Recently I was asked to write an “OS device driver” a.k.a. Linux kernel driver, or as I came to find out, really just a kernel module since there was no hardware involved. After locking up my system completely twice (glad it runs a journaling filesystem), I held down the hardware “reset” button for a few seconds, then crafted a sufficiently sharp albeit dangerous, stab into the world of kernel programming. I had suspected it, but a segfault in kernel-land is a major faux-pas, as is killing a user-space helper process the kernel was supposed to kill. Of course it is an understatement to say that a few guides have been written on topics here. Here are some requirements that were explored with my project:
- intercept calls to kernel routines (mainly C system calls) from userspace in near real-time
- time how fast said calling processes would then exit after the kernel zapped them with a friendly signal
- do the aforementioned without creating feedback loops or locking up the kernel
- manage the nuances of intercepting kernel routines (can this be done for every process? every call? should it?)

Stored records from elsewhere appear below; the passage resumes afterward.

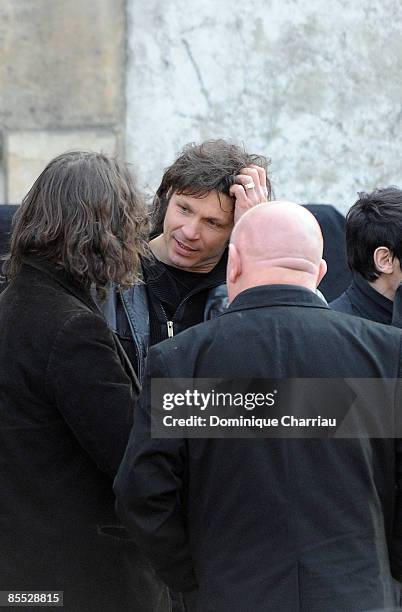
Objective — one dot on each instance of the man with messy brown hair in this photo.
(201, 195)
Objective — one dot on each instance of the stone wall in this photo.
(62, 73)
(316, 86)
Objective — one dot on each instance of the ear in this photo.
(234, 264)
(383, 260)
(322, 271)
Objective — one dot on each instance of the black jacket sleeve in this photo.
(91, 390)
(149, 491)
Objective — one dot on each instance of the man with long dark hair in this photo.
(67, 390)
(201, 195)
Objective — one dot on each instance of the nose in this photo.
(191, 229)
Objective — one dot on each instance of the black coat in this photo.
(66, 406)
(270, 525)
(6, 215)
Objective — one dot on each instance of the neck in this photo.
(384, 286)
(284, 277)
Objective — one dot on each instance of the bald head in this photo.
(275, 243)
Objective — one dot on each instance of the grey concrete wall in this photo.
(316, 86)
(62, 73)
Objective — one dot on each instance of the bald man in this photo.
(278, 524)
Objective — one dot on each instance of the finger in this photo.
(262, 176)
(253, 192)
(260, 187)
(246, 180)
(253, 172)
(242, 202)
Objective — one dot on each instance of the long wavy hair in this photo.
(199, 169)
(85, 215)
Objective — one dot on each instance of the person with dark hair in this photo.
(201, 195)
(374, 252)
(278, 524)
(67, 389)
(332, 224)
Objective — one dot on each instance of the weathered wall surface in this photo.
(61, 83)
(316, 86)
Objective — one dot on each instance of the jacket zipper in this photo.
(169, 324)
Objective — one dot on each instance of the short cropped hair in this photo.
(85, 215)
(202, 168)
(374, 220)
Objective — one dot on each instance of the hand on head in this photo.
(278, 243)
(249, 190)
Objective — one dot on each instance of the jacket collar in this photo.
(276, 295)
(81, 292)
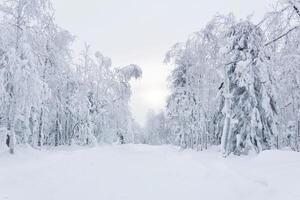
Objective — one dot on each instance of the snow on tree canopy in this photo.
(131, 71)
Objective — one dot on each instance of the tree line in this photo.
(236, 84)
(48, 97)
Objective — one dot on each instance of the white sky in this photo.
(142, 31)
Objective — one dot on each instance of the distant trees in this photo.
(47, 97)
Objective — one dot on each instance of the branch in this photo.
(281, 36)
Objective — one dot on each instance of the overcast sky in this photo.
(142, 31)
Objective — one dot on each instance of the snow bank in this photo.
(141, 172)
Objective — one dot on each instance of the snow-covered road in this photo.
(140, 172)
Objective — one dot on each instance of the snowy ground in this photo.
(140, 172)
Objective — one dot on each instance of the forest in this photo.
(233, 84)
(230, 127)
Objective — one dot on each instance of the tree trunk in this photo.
(40, 136)
(226, 135)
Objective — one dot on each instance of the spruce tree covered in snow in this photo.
(250, 109)
(249, 70)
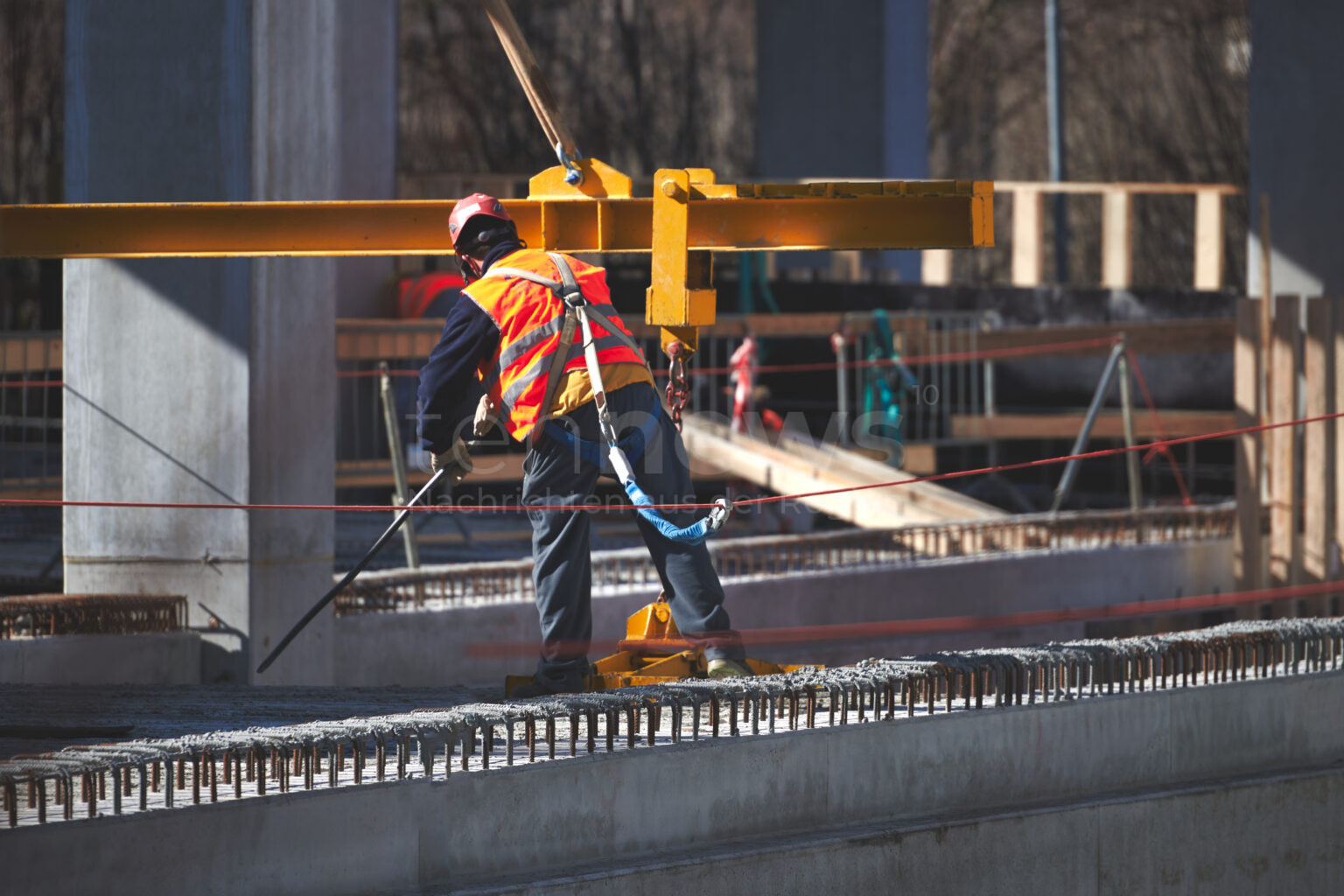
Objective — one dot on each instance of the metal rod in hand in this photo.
(401, 484)
(350, 577)
(1126, 410)
(1066, 481)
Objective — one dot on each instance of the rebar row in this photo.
(237, 763)
(507, 580)
(52, 614)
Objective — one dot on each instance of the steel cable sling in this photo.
(578, 313)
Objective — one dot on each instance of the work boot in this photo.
(726, 669)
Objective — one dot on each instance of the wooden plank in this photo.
(1028, 242)
(1145, 338)
(1116, 263)
(30, 354)
(1284, 499)
(1316, 465)
(935, 266)
(1208, 240)
(1246, 378)
(788, 468)
(1109, 424)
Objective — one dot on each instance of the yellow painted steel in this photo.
(687, 218)
(597, 216)
(654, 652)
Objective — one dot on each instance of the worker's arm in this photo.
(449, 388)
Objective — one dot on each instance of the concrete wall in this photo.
(158, 659)
(1268, 836)
(1090, 797)
(426, 648)
(1296, 122)
(843, 92)
(210, 379)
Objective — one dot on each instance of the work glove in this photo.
(454, 459)
(486, 416)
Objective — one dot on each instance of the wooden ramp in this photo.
(790, 466)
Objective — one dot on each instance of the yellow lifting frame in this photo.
(687, 218)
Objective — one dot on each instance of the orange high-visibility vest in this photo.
(529, 318)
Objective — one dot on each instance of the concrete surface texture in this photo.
(425, 648)
(159, 659)
(1228, 788)
(172, 710)
(1296, 94)
(210, 379)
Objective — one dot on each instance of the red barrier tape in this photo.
(772, 499)
(945, 625)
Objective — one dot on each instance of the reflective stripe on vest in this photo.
(529, 318)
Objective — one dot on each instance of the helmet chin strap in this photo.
(471, 269)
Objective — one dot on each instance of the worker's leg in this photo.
(687, 571)
(562, 569)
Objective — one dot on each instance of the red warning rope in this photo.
(945, 625)
(1158, 427)
(772, 499)
(945, 358)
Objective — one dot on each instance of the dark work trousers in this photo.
(554, 473)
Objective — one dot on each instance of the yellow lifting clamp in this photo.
(652, 652)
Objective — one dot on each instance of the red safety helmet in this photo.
(468, 208)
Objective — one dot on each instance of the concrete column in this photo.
(1296, 93)
(208, 379)
(843, 92)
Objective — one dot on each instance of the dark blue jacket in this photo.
(449, 387)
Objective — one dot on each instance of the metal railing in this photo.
(632, 569)
(30, 416)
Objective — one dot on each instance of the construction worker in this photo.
(500, 355)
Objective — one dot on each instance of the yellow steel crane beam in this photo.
(686, 220)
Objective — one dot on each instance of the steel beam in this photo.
(724, 218)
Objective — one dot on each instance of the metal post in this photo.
(394, 446)
(1126, 411)
(1066, 481)
(1055, 122)
(837, 341)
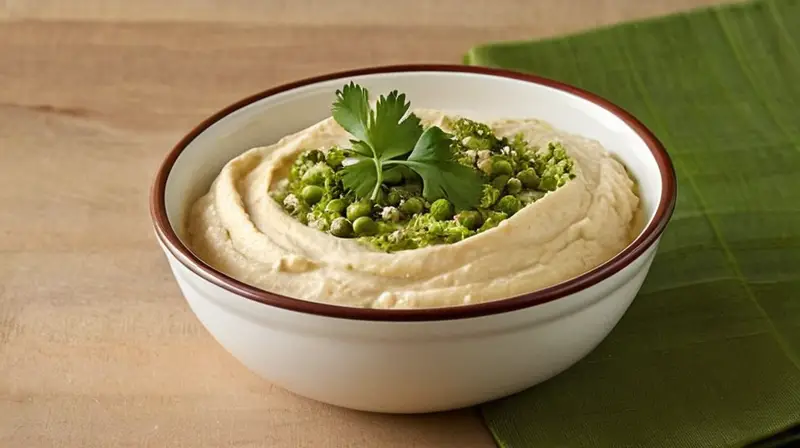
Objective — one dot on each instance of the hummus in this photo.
(238, 229)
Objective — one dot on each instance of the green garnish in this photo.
(387, 137)
(403, 186)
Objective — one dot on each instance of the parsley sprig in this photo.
(389, 136)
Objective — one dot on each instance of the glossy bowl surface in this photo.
(411, 360)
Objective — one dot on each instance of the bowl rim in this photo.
(646, 238)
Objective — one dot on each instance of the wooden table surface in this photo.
(97, 347)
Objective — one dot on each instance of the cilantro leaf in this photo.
(392, 135)
(385, 136)
(443, 177)
(361, 177)
(351, 110)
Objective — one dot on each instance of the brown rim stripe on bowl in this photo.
(645, 239)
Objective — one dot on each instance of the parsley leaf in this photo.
(351, 110)
(390, 135)
(385, 136)
(361, 177)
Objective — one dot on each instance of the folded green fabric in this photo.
(709, 353)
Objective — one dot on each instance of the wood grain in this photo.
(97, 348)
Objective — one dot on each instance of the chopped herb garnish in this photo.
(402, 186)
(388, 136)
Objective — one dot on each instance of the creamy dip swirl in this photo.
(238, 229)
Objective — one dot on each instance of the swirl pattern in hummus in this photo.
(239, 229)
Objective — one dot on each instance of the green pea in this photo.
(365, 226)
(548, 183)
(441, 210)
(336, 206)
(359, 209)
(529, 178)
(500, 182)
(393, 198)
(312, 194)
(501, 166)
(392, 177)
(314, 156)
(509, 205)
(469, 219)
(335, 157)
(412, 206)
(342, 228)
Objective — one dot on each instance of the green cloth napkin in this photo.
(708, 354)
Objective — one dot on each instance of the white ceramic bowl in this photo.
(409, 361)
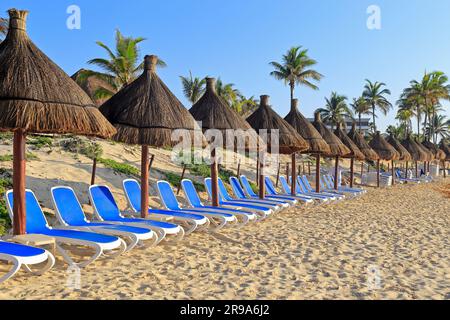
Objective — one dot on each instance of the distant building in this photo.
(365, 127)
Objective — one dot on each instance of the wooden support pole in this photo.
(317, 172)
(278, 174)
(150, 164)
(144, 181)
(378, 173)
(417, 171)
(406, 170)
(181, 179)
(262, 185)
(287, 172)
(352, 172)
(257, 169)
(19, 178)
(239, 168)
(214, 179)
(393, 173)
(294, 177)
(336, 173)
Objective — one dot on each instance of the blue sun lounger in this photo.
(106, 209)
(242, 195)
(226, 201)
(299, 192)
(247, 190)
(70, 214)
(329, 181)
(190, 221)
(19, 254)
(195, 202)
(169, 200)
(272, 191)
(36, 223)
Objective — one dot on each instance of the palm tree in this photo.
(3, 28)
(374, 94)
(427, 93)
(294, 69)
(120, 68)
(245, 106)
(193, 88)
(227, 92)
(360, 107)
(438, 126)
(335, 110)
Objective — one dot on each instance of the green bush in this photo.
(118, 167)
(175, 179)
(39, 142)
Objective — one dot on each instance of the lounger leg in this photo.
(69, 260)
(50, 263)
(117, 252)
(16, 266)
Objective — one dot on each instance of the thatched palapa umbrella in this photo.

Initially before the requirements were ready, I wrote a quick shell script to discover the target process, send it a SIGTERM, and time the exit. As it turned-out, it was probably too slow to catch syscalls that completed quickly. There may have been other ways to use strace to fulfill the requirements but I ended-up taking a different approach.
#!/usr/bin/env bash
which strace >/dev/null || { echo 'need `strace` to run. Quitting.'; exit; }
p=`pidof java | tail -n1`
[ -n "$p" ] || { echo 'please start the java process before running this script'; exit; }
echo 'Sending SIGTERM to Java process '$p' on 1st "write()" syscall'
strace -e write -fp $p 2>&1 | read
kill -SIGTERM $p
t=`( time {
while kill -0 $p 2>/dev/null; do
sleep 0.000001
done;
} ) 2>&1 \
| awk '/real/ { print $NF }'`
echo "Time to terminate: ${t}"
I ended-up deciding to write an application that would be part kernel-space, part user-space. Minimal time is spent in kernel-space, just enough to intercept the syscall and send a message of-sorts (real-time signal) to the user-space application which handles the friendly zapping of lucky processes being monitored (non-real-time SIGTERM or SIGKILL signal). One benefit of this approach is that the real-time kernel-to-userspace signals can be queued and do not get interrupted. This allows the userspace to branch off worker threads or fork processes to handle the requests in a less sensitive context.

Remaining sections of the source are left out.